***

description: >-
Audio format support and error handling in NeMo Curator audio processing
stages
categories:

* processors
  tags:
* audio-validation
* format-support
* error-handling
* soundfile
  personas:
* data-scientist-focused
* mle-focused
  difficulty: beginner
  content\_type: reference
  modality: audio-only

***

# Audio Format Support

NeMo Curator audio processing stages use the `soundfile` library for audio file handling. Built-in error handling surfaces unreadable or unsupported files during duration calculation.

## Supported Formats

Audio stages support formats compatible with the `soundfile` library (backed by `libsndfile`):

* **WAV**: Uncompressed audio (recommended for high quality)
* **FLAC**: Lossless compression with metadata support
* **OGG**: Open-source compressed format
* **MP3**: Compressed format (availability depends on your system's `libsndfile` build)
* **AIFF**: Apple uncompressed format

Note: AAC/M4A is not supported by default by `soundfile`/`libsndfile`. Prefer WAV or FLAC for consistent cross-platform behavior.

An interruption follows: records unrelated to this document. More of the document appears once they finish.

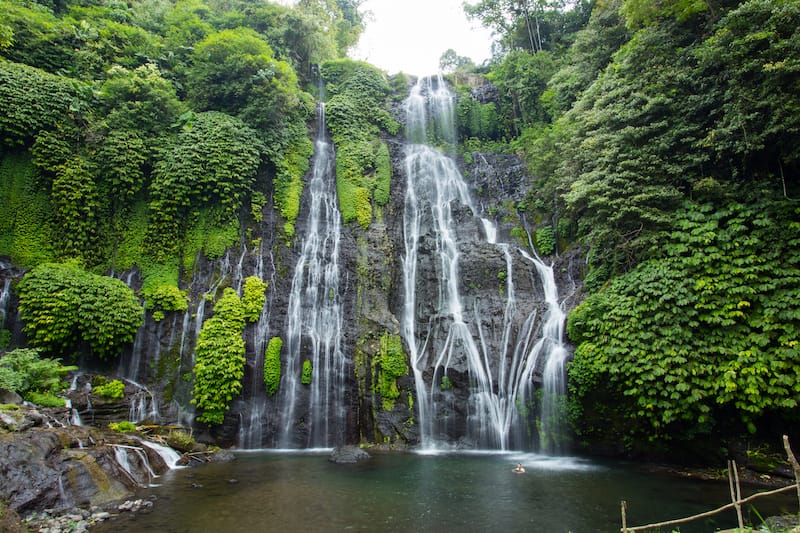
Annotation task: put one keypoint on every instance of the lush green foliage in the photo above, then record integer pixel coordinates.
(305, 377)
(113, 390)
(219, 367)
(23, 371)
(545, 240)
(708, 329)
(214, 161)
(388, 365)
(125, 426)
(32, 100)
(26, 219)
(272, 365)
(68, 310)
(289, 179)
(253, 297)
(167, 298)
(356, 115)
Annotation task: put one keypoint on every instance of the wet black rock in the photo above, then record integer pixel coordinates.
(344, 455)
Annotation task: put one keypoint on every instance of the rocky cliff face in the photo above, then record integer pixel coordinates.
(47, 463)
(371, 291)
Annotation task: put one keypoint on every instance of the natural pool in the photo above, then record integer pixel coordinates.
(273, 491)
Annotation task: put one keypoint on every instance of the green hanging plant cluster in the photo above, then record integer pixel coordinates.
(305, 377)
(253, 297)
(272, 365)
(66, 308)
(707, 332)
(356, 115)
(388, 365)
(219, 367)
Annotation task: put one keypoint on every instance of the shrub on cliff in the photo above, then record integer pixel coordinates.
(67, 310)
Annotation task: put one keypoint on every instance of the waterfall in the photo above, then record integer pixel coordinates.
(500, 380)
(5, 295)
(313, 414)
(251, 428)
(553, 374)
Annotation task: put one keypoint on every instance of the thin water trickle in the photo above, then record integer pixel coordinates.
(315, 318)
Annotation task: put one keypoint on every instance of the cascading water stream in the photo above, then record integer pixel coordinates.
(251, 428)
(5, 294)
(499, 383)
(313, 414)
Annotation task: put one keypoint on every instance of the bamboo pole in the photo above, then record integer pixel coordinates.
(708, 513)
(623, 508)
(738, 496)
(794, 463)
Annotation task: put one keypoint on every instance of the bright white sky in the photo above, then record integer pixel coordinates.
(411, 35)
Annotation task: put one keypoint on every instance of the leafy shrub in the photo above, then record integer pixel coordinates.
(113, 390)
(213, 162)
(545, 239)
(390, 364)
(705, 332)
(23, 371)
(26, 229)
(167, 298)
(181, 440)
(356, 115)
(125, 426)
(65, 308)
(272, 365)
(253, 298)
(32, 100)
(45, 399)
(220, 359)
(305, 378)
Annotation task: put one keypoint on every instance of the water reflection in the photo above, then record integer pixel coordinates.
(465, 492)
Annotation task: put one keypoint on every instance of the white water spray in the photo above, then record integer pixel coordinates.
(314, 322)
(500, 384)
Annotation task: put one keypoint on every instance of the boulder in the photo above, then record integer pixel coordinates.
(343, 455)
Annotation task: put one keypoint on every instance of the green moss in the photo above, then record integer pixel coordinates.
(363, 207)
(272, 365)
(305, 378)
(388, 365)
(545, 239)
(114, 390)
(288, 180)
(383, 174)
(45, 399)
(257, 202)
(356, 115)
(125, 426)
(253, 297)
(446, 384)
(220, 359)
(167, 298)
(26, 218)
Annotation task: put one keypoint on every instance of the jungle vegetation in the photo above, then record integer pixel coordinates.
(662, 141)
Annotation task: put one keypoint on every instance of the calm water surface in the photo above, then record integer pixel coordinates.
(271, 491)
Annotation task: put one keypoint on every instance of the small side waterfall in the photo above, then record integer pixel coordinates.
(5, 294)
(500, 381)
(313, 408)
(251, 428)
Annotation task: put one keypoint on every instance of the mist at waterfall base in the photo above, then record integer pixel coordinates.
(269, 491)
(453, 338)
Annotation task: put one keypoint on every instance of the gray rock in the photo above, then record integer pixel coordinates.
(348, 455)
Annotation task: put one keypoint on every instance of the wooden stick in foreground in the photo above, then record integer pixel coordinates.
(794, 463)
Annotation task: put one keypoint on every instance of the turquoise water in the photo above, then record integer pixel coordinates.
(269, 491)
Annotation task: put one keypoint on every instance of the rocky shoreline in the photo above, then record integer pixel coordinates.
(56, 476)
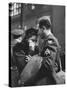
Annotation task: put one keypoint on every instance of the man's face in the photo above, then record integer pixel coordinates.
(32, 42)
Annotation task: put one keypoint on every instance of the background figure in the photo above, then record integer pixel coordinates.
(27, 59)
(49, 49)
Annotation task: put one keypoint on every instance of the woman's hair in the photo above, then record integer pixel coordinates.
(30, 32)
(45, 23)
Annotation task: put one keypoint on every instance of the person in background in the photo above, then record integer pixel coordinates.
(26, 55)
(49, 50)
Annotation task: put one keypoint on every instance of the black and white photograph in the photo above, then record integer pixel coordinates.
(36, 44)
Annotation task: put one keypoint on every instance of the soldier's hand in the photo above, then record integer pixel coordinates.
(36, 57)
(28, 58)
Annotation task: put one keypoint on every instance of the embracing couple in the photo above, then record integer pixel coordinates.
(38, 56)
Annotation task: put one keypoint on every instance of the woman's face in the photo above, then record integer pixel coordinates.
(32, 42)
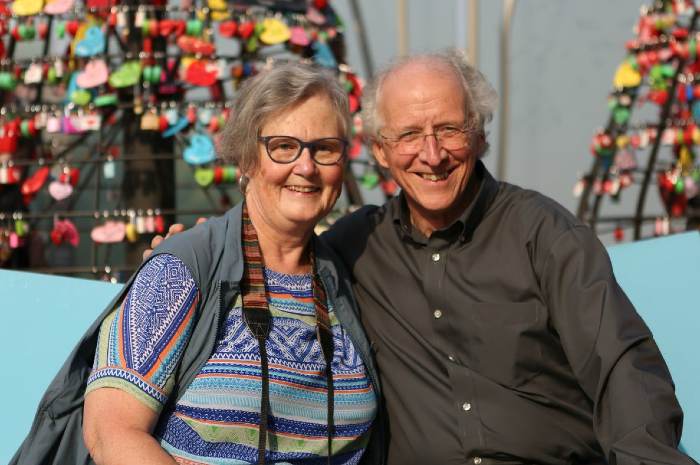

## Built-in Error Handling

### Duration Calculation with Error Handling

The `GetAudioDurationStage` automatically handles corrupted or unreadable files:

```python
from nemo_curator.stages.audio.common import GetAudioDurationStage

# Calculate duration with built-in error handling
duration_stage = GetAudioDurationStage(
    audio_filepath_key="audio_filepath",
    duration_key="duration"
)
```

### Error Handling Behavior

When `soundfile`/`libsndfile` cannot read audio files:

* **Duration Calculation**: Returns -1.0 for corrupted/unreadable files
* **ASR Inference**: Will fail with clear error messages for unsupported formats
* **File Validation**: Use duration = -1.0 as an indicator of file issues

```python
from nemo_curator.stages.audio.common import PreserveByValueStage

# Filter out corrupted files (duration = -1.0)
valid_files_filter = PreserveByValueStage(
    input_value_key="duration",
    target_value=0.0,
    operator="gt"  # greater than 0
)
```

## Working Example

Here is a complete pipeline that handles format validation through built-in error handling:

```python
from nemo_curator.pipeline import Pipeline
from nemo_curator.stages.audio.common import GetAudioDurationStage, PreserveByValueStage
from nemo_curator.stages.audio.inference.asr_nemo import InferenceAsrNemoStage

# Create pipeline with built-in error handling
pipeline = Pipeline(name="audio_validation")

# 1. Calculate duration (automatically handles format validation)
pipeline.add_stage(GetAudioDurationStage(
    audio_filepath_key="audio_filepath",
    duration_key="duration"
))

# 2. Filter out corrupted files (duration = -1.0 indicates issues)
pipeline.add_stage(PreserveByValueStage(
    input_value_key="duration",
    target_value=0.0,
    operator="gt"
))

# 3. Proceed with ASR inference on valid files only
pipeline.add_stage(InferenceAsrNemoStage(
    model_name="nvidia/stt_en_fastconformer_hybrid_large_pc"
))
```

## Format Support Check

To check supported formats on your system:

```python
import soundfile as sf

# Check available formats
print("Supported formats:")
for format_name, format_info in sf.available_formats().items():
    print(f"  {format_name}: {format_info}")

# Check specific file
try:
    info = sf.info("your_audio_file.wav")
    print(f"File info: {info}")
except Exception as e:
    print(f"File validation failed: {e}")
```

This approach leverages the built-in error handling of NeMo Curator's audio stages rather than requiring extra format validation steps.